Incidents in the Early Settlement of Pulteney
Selections on Grape Growing
J. W. Prentiss
The Hammondsport Herald, November 25, 1876
In my last article on grape growing; type made me say, "over fifty-two loads of manure," they should have said over fifty two-horse loads. It makes half difference, and the difference is what makes effect.
There can be no objection to high cultivation—other things being equal—but we cannot have any good fruit of any kind when there is an overgrowth of wood. On that acre, we have been trying to describe, there were, after the twentieth of June on some mornings toadstools that would nearly cover the ground. It may be said that this vineyard was an exception in treatment; true it was, and it was an exception in producing sooner after planting, the grape "sickness."
Our first instructions in grape growing came from German authority, both from precept and example; our book instructions were German. Their manner of cultivation may be right in their country, yet I doubt it. I have never read an article on grape growing, that if followed, would (not) do more harm than good. Science is good if used as a bank of specie to fall back on, but facts obtained from practical demonstration are the currency that moves the agricultural world.
In our first experiments we used the two-pronged hoe too much; in the second, we used the plow and other labor saving machines, in the hands of unskilled hired help, greatly to the injury of the vines; we plow too deep and too close to the vines; we leave the roots bare too long after plowing, and we generally cultivate too late in the season. Late cultivation starts a new growth of wood and retards the ripening of the fruit.
When grape growing first commenced as a business in Pulteney, many came to me to learn how to grow grapes. What little I knew was learned by experience, and was easy told. But when Mr. Reisinger stepped on deck I had to retire to the hold. The grape business was soon learned. Our great men, Esquires, Doctors, Judges, in fact all were anxious to tell what they knew; but it has finally transpired that the more we learned the less we knew, and we are now prepared to learn what we should have done in the first place.

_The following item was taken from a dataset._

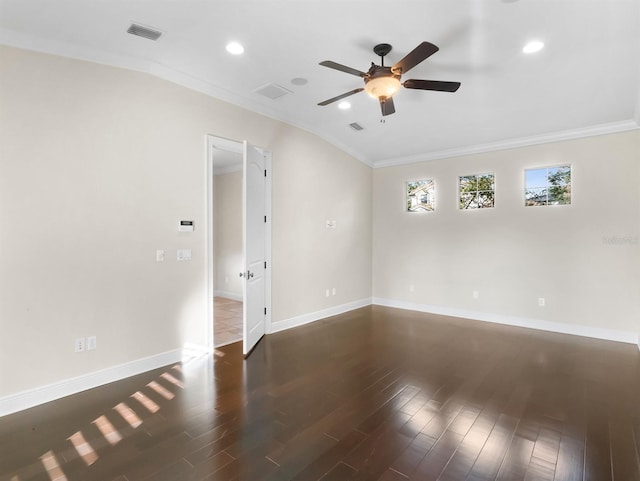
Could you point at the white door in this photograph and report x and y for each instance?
(253, 246)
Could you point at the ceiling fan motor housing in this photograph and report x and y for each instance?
(381, 82)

Owing to a partial crop this season, grapes are bringing fair prices in city markets, but when full crops are realized what shall we do with our grapes? is the question asked. The wine cellars will give no adequate price; the city markets are too low to warrant shipping, after taking our commission and freight. Grape boxes are now so cheap that they do not come in the bill of expense, for when sold they pay for themselves, and there is no excuse for not getting the best.
There is one thing we can and should do to better our condition; ship to markets none but the best fruit; better throw poor grapes into the lake; better still to raise none but the best fruit, put up in the best manner in the best packages; our grapes would always comand a paying price. Cheating in putting up grapes is like heaping the measure to send to mill, the miller sees the point and laughs in his sleeve at the stupid device.

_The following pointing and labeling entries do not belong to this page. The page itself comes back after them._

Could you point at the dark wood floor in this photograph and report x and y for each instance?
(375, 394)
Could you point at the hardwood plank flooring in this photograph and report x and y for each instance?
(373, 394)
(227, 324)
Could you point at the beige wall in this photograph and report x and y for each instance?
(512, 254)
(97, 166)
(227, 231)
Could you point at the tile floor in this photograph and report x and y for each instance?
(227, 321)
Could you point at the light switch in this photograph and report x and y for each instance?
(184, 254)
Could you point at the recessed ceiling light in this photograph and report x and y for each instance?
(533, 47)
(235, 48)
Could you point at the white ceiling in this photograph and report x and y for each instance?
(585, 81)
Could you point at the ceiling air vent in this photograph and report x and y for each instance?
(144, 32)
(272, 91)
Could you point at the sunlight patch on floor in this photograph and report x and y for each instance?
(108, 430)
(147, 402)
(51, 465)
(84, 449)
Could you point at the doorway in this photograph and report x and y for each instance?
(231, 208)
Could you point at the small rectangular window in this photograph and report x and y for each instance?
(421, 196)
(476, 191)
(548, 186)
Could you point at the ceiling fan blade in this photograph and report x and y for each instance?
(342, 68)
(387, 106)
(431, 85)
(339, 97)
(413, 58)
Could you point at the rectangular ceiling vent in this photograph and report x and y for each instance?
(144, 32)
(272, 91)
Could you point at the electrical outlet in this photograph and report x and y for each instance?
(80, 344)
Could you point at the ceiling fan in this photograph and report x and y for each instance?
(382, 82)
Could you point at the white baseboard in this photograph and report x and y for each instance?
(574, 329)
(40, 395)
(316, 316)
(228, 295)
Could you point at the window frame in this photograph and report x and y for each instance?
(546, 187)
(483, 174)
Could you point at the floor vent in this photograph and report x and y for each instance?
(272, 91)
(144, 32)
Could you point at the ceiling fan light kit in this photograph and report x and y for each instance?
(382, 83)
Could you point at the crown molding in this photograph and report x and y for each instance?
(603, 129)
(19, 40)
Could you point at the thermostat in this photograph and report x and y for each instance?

We must learn to depend less on the wine cellars; they can do without us—we must learn to do without them. The man that takes his sample box of grapes to the wine cellar is only offering to give them away. Let the buyer come to the grapes and if you can not sell, no harm done; the buyer must place more confidence in the grower, and if misplaced he will give a wide berth next year; by this plan, fair dealing would be an object, and if we raise none but ripe grapes they can be made up at home; but we must not expect to make good wine of poor grapes. A neighbor of mine has made wine that was better worth three dollars a gallon than most of the doctored stuff at three shillings. Let us make wine that will improve for ten years at least, and what is loses in gallons will increase in value, four fold.
If we credit those who should know, we have champagne of the highest excellence; but while champagne is a matter of mechanical skill, wine making proper is an art not published in books or acquired by the novice. If we would drink a pure article of wine or brandy, we should expect to pay for it or doctored articles must suffice.